ERP schedule slow in kubernetes and fast in docker

Pushpendra · January 14, 2025, 2:50pm

I have an ERPNext 15.2 setup running on Docker with a custom image using Supervisor, and another one running on Kubernetes with the official image frappe/erpnext:15.3.8. Both setups have similar VM configurations, and each is using 8 workers. When I try to run schedulers on a long queue in Docker, they execute quickly, but in Kubernetes, they run slowly, even with similar data.

revant_one · January 15, 2025, 3:21am

I’m assuming you’ve same MariaDB service serving both the docker and kubernetes environment. Both MariaDB need to be same to skip looking into database as bottleneck.

Kubernetes uses NFS volumes for shared sites.
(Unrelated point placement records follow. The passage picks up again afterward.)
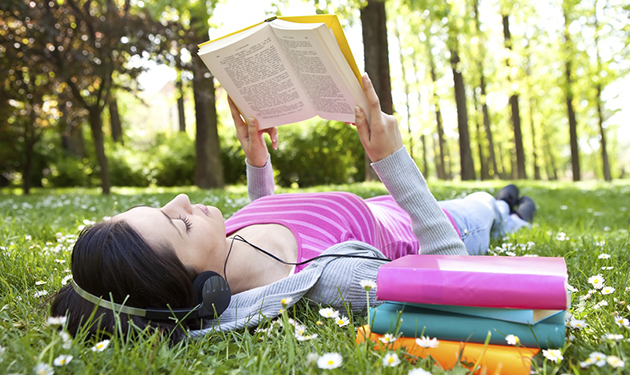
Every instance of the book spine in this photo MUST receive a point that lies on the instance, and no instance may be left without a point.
(471, 289)
(455, 327)
(492, 359)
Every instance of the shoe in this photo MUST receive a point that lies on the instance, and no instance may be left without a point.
(509, 194)
(526, 209)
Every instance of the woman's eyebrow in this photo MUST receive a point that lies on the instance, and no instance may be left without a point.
(171, 221)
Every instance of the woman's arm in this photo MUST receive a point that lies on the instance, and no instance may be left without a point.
(260, 180)
(383, 143)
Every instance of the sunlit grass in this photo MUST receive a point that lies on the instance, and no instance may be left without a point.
(587, 223)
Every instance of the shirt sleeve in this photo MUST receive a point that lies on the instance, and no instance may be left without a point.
(260, 180)
(407, 186)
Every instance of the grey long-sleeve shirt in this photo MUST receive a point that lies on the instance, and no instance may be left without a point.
(333, 281)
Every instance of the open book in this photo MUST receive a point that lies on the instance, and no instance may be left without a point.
(288, 69)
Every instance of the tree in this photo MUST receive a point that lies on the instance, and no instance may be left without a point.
(86, 42)
(376, 54)
(482, 89)
(467, 167)
(514, 106)
(193, 18)
(568, 91)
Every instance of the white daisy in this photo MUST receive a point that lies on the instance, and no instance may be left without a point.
(100, 346)
(368, 285)
(342, 321)
(426, 342)
(303, 337)
(612, 337)
(553, 355)
(387, 338)
(598, 359)
(419, 371)
(311, 357)
(329, 312)
(62, 360)
(329, 361)
(597, 281)
(577, 323)
(56, 320)
(621, 321)
(391, 360)
(586, 363)
(43, 369)
(615, 361)
(66, 279)
(512, 339)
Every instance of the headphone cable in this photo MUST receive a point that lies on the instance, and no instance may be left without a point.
(238, 237)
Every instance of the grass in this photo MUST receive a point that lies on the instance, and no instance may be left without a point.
(580, 222)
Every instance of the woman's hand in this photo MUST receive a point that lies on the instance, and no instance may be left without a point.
(381, 137)
(251, 138)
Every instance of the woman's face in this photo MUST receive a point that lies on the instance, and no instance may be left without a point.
(196, 232)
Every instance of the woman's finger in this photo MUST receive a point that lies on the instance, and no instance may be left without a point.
(373, 101)
(273, 134)
(241, 127)
(363, 128)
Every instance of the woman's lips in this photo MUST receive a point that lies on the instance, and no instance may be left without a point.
(204, 209)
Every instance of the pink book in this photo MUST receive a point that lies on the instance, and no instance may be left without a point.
(483, 281)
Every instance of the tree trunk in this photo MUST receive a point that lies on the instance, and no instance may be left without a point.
(96, 125)
(114, 120)
(467, 166)
(208, 166)
(407, 91)
(483, 166)
(482, 86)
(552, 170)
(521, 172)
(181, 115)
(376, 55)
(568, 90)
(600, 111)
(440, 158)
(533, 130)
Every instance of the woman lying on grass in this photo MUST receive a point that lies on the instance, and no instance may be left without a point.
(150, 258)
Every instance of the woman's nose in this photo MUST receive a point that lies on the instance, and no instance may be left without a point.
(179, 203)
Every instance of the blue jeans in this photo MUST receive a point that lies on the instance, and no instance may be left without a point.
(478, 217)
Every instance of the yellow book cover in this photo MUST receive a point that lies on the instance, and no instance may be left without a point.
(491, 359)
(288, 69)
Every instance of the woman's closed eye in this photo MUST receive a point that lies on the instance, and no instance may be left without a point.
(186, 222)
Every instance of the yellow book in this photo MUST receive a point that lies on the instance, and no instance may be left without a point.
(288, 69)
(491, 359)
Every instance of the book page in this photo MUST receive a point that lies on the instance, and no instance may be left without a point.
(332, 90)
(259, 78)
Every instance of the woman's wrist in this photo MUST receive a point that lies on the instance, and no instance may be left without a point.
(257, 162)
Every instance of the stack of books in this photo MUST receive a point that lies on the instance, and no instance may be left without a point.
(471, 305)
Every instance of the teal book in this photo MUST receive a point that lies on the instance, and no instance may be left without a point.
(413, 321)
(523, 316)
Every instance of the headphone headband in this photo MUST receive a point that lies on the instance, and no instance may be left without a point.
(211, 289)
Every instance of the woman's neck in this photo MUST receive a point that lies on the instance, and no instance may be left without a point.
(248, 268)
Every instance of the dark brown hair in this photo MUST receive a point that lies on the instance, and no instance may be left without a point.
(112, 259)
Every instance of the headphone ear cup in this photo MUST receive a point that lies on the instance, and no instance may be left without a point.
(213, 292)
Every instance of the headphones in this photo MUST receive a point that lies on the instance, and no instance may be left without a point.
(211, 291)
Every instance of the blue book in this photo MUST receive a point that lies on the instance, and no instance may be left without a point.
(413, 321)
(523, 316)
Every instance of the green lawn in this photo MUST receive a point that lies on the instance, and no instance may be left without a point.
(587, 223)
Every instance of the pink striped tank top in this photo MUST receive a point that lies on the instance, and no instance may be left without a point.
(321, 220)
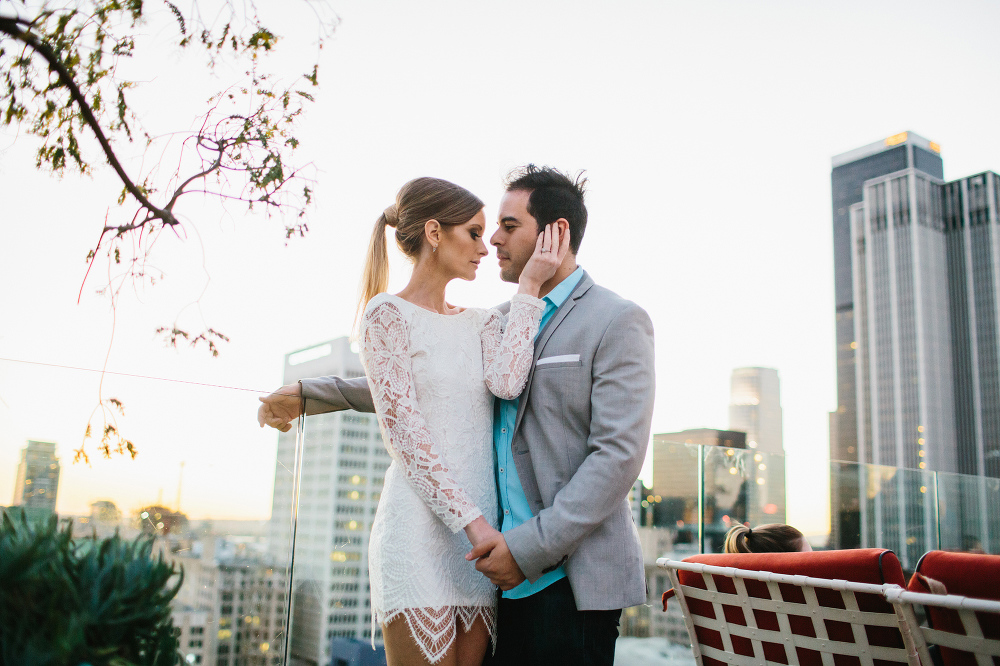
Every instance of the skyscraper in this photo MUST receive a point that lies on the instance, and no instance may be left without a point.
(924, 351)
(755, 408)
(344, 463)
(850, 171)
(37, 484)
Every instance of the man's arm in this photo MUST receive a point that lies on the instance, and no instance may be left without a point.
(334, 394)
(322, 395)
(621, 414)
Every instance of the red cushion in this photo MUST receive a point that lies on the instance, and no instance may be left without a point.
(863, 565)
(967, 574)
(874, 565)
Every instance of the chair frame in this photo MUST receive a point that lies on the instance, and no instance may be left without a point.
(822, 643)
(920, 637)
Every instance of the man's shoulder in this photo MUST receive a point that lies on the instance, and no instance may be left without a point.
(609, 303)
Any things that needs to read or write files from sites (NFS) mount will be slower than volume located on same VM.

Use fastest NAS storage possible.
Design the app such that there is no disk usage. Use redis, db or pod/container memory processing.

Are you processing files in the background jobs?

Pushpendra · January 16, 2025, 12:58pm

Thanks @revant_one for response.

No do not process any file in background jobs, we just use select query to fetch data from database.

revant_one · January 16, 2025, 4:31pm

How is db setup for both environments?

Pushpendra · January 18, 2025, 12:45pm

Db is running on a VM which has 24 core cpu and 128 of ram.

External ssd is also attached for storage.

Pushpendra · January 18, 2025, 12:48pm

One strange thing I’ve noticed is that when we are running approximately 100 schedulers in a queue, a few batches (2-3) finish very fast initially, taking around 30 minutes each. However, the completion time gradually increases, first to 35 minutes and then continues to rise with subsequent batches. (8 workers per batch).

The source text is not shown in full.